Abstract

India’s Finance Minister (FM), Arun Jaitley kick started the public sector disinvestment with 5 per cent stake sale in Steel Authority of India (SAIL) on 5.12.2014. 200 million shares were sold to the investors. The offer generated a lot of interest among the retail investors and was over subscribed by one-and-a-half times. It fetched Rs 1700 crore for the Government of India (GOI) to go one step closer in meeting disinvestment target for the year 2014-15. Other companies like Coal India, Oil and Natural Gas Corporation (ONGC), and National Hydro-power Corporation (NHPC) are on the agenda. The FM also targets to sale residual shares in Hindustan Zinc Ltd and Bharat Aluminum Company (BALCO) to the present majority stake-holder, Anil Agrawal. The money fetched from disinvestment would be used for keeping the fiscal deficit within 4.1 per cent of GDP. Although it is important to keep fiscal deficit in tight control, it should have been done by reducing non-plan expenditure.
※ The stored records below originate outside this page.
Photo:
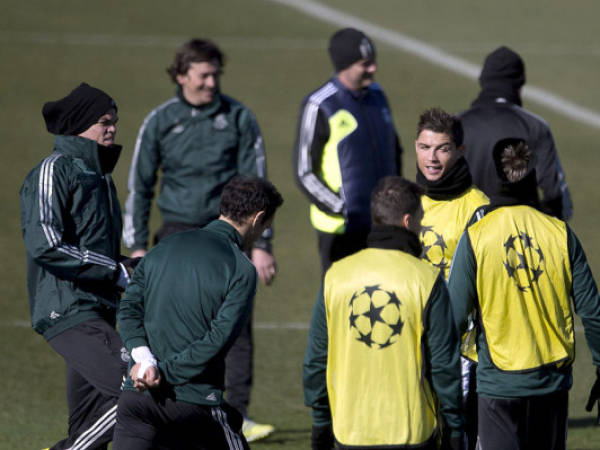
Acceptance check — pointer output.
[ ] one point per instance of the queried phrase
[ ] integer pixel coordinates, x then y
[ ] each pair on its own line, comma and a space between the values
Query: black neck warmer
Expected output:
522, 192
390, 237
451, 185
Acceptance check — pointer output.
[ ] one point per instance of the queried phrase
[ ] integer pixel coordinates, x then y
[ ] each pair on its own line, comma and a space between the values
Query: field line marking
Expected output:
434, 55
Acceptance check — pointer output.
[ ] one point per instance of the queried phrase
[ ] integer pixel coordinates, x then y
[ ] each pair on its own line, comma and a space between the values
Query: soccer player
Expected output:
346, 141
496, 114
71, 223
382, 360
200, 139
517, 270
188, 300
449, 204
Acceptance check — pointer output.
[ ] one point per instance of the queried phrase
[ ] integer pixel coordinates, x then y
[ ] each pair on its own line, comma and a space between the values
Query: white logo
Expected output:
178, 129
220, 122
365, 48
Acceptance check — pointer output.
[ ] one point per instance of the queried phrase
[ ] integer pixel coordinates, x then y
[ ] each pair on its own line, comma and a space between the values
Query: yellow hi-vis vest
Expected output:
374, 303
524, 288
444, 221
This paper aims to show the actual value of these units for the self-reliance of India and the meager amount for which these jewels are going to be doled out to private operators. It gives a few suggestions to protect the interest of retail investors in the stock market. The paper also tries to find research gaps how the retail investors’ interest can be protected comprehensively from stock market fluctuations in future.